Skipping Thanksgiving might be a wake up call for your parents, or it might just estrange you further (or maybe both). If you depend on them financially in any way, there might be consequences.
But you are under no obligation to spend any holiday time with anyone who makes you uncomfortable.
NTA
And if your mom asks anything just say it was clear to me that dad does not enjoy us being there and we don’t wanna go to be insulted so we thought we’d go somewhere where people actually like us
NTA. Sorry mom has put up with his abusive ways all these years. As they gaze at their meal , just the two of them ? perhaps one of them will snap that his behavior toward family is wrong as it has run them off…. Then the one who figures it out can decide what if any action they will take to bring family back . I wonder if you could leave a sweet card for them to mull over …short but sweet that you’re with sis as the two of you have common feelings about Being ‘dismissed’ in his presence, explain with one sentence that you two want to enjoy laughing and joking and doing all the things together and wish he would become more of a participant than dictator, and hope mom won’t mind remaining his whipping post for verbal communication…. It’s very hard to WANT to love and admire someone who is so scared you’re going to get their treasure , they push away your warmth & good intentions.
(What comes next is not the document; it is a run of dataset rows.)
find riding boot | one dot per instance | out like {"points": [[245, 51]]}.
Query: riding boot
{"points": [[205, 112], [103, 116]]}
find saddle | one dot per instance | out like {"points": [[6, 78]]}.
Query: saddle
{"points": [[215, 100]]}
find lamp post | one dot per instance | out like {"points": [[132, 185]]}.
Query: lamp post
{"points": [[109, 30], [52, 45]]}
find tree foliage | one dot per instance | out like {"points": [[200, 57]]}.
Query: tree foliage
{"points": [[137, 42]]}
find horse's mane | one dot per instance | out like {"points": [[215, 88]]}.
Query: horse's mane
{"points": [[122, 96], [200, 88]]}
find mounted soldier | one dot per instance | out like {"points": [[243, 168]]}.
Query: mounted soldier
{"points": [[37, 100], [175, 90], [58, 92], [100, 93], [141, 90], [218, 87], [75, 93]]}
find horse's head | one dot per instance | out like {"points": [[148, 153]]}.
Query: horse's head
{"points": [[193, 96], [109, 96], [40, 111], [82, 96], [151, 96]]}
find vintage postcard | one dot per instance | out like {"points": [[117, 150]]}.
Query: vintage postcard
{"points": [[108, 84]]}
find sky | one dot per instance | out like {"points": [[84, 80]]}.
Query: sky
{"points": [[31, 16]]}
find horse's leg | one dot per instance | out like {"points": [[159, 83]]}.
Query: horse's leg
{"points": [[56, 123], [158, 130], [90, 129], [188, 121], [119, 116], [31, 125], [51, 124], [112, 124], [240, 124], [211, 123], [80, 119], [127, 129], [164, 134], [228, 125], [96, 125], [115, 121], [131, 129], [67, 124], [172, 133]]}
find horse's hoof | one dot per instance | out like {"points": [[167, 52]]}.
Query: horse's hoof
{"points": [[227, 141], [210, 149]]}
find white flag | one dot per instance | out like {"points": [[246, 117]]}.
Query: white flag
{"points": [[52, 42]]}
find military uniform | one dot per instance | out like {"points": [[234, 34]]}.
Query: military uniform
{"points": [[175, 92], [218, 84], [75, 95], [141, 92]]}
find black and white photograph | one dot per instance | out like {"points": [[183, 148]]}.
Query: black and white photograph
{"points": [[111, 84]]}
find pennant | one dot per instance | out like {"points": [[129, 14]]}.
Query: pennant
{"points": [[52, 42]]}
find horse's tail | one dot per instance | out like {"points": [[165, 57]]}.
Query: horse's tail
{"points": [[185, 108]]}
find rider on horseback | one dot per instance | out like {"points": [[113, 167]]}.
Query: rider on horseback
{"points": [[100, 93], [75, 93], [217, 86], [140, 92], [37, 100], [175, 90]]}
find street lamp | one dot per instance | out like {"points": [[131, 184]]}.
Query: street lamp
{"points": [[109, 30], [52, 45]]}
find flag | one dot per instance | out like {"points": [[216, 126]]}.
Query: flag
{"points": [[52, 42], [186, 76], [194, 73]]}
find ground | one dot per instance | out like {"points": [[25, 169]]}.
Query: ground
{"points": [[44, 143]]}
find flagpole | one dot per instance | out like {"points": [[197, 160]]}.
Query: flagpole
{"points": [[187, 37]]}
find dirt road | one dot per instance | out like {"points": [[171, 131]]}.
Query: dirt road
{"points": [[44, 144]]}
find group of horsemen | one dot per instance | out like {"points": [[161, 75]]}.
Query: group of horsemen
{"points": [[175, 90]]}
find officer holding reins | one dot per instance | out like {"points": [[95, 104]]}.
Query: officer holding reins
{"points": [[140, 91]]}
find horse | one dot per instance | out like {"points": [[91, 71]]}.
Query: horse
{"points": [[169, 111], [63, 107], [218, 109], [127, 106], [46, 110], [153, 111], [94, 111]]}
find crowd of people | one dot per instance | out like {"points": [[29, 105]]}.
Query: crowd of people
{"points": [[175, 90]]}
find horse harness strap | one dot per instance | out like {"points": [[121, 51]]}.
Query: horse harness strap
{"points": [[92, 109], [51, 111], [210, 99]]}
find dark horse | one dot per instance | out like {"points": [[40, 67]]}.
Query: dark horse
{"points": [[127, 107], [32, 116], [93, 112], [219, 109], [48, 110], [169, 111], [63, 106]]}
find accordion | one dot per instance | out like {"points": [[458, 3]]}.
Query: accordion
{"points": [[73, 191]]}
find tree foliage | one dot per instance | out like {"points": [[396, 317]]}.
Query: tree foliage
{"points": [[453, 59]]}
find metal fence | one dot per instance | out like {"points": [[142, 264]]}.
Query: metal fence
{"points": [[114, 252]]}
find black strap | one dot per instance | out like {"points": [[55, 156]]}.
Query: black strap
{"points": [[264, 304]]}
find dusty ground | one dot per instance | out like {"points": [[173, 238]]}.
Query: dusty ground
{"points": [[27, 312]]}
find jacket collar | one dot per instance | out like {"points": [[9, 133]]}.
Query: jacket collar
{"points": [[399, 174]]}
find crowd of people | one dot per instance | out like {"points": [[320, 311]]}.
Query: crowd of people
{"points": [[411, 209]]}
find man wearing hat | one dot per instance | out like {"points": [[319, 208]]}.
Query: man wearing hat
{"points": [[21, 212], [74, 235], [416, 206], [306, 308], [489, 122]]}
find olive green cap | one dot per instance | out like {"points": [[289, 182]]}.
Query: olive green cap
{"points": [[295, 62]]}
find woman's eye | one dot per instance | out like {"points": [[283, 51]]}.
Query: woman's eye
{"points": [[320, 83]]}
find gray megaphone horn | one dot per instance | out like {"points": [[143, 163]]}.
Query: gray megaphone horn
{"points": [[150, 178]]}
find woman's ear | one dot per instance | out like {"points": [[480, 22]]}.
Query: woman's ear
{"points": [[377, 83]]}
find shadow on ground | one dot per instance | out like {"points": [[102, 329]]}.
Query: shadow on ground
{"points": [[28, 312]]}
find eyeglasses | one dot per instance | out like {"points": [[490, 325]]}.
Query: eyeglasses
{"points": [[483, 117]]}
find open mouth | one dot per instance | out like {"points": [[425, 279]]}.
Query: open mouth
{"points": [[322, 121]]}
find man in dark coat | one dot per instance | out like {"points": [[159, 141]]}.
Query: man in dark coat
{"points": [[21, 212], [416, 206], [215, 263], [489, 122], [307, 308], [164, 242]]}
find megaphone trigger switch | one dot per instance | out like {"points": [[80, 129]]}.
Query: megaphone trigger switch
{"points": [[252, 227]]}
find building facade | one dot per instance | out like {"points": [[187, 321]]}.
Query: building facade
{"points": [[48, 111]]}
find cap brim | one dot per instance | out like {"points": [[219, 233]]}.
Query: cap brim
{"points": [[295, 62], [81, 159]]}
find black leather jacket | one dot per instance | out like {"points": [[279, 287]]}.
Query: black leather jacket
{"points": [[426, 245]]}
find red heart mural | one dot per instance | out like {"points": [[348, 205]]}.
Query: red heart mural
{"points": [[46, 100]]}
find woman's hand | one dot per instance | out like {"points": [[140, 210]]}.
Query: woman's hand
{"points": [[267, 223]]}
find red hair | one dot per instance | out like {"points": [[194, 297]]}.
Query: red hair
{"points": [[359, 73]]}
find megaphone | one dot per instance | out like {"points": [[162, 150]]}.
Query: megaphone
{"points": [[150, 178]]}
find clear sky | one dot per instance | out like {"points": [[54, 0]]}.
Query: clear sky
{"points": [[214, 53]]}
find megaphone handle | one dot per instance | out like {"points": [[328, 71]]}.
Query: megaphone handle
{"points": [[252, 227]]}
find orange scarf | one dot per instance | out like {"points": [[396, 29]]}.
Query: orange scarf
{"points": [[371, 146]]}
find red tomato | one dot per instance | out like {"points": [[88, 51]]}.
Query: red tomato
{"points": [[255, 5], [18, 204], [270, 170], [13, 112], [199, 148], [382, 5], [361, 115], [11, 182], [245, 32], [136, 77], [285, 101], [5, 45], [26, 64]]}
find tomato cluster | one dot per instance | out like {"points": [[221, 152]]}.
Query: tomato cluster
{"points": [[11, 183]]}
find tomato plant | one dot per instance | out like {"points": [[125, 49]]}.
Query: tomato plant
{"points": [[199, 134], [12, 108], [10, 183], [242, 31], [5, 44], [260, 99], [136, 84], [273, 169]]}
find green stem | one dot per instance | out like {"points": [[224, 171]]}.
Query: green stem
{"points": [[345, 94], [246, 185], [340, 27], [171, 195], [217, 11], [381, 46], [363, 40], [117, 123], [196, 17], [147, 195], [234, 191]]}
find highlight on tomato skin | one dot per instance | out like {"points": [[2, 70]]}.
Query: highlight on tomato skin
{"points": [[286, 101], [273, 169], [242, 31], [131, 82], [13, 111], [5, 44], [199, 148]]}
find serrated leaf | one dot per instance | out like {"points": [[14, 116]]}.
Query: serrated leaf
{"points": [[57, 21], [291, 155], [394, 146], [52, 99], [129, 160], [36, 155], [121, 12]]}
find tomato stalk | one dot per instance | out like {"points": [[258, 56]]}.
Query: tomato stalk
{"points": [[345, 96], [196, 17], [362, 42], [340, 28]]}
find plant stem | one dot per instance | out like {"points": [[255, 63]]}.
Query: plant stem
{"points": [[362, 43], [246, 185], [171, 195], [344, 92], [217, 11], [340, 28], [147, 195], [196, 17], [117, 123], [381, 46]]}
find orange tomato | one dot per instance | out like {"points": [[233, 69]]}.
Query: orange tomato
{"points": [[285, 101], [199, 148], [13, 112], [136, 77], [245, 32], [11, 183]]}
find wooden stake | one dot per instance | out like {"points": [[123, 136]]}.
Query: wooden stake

Thank them for this opportunity you and sis are sharing and remind them you’ll look forward to Christmas .
We have gotten to where we do a friendsgiving. This year, our daughter works and my husband had already made alternate plans with some friends as I can’t even think of cooking a turkey. I had back surgery 2 weeks ago.
Do what is best for YOU and YOUR MENTAL HEALTH.
NTA
Stay home or go visit friends. I have had years similar to this when I couldn’t mentally handle family. You can always stay home, make your fave meal, and relax.
Sounds like your sister has things figured out. NTA.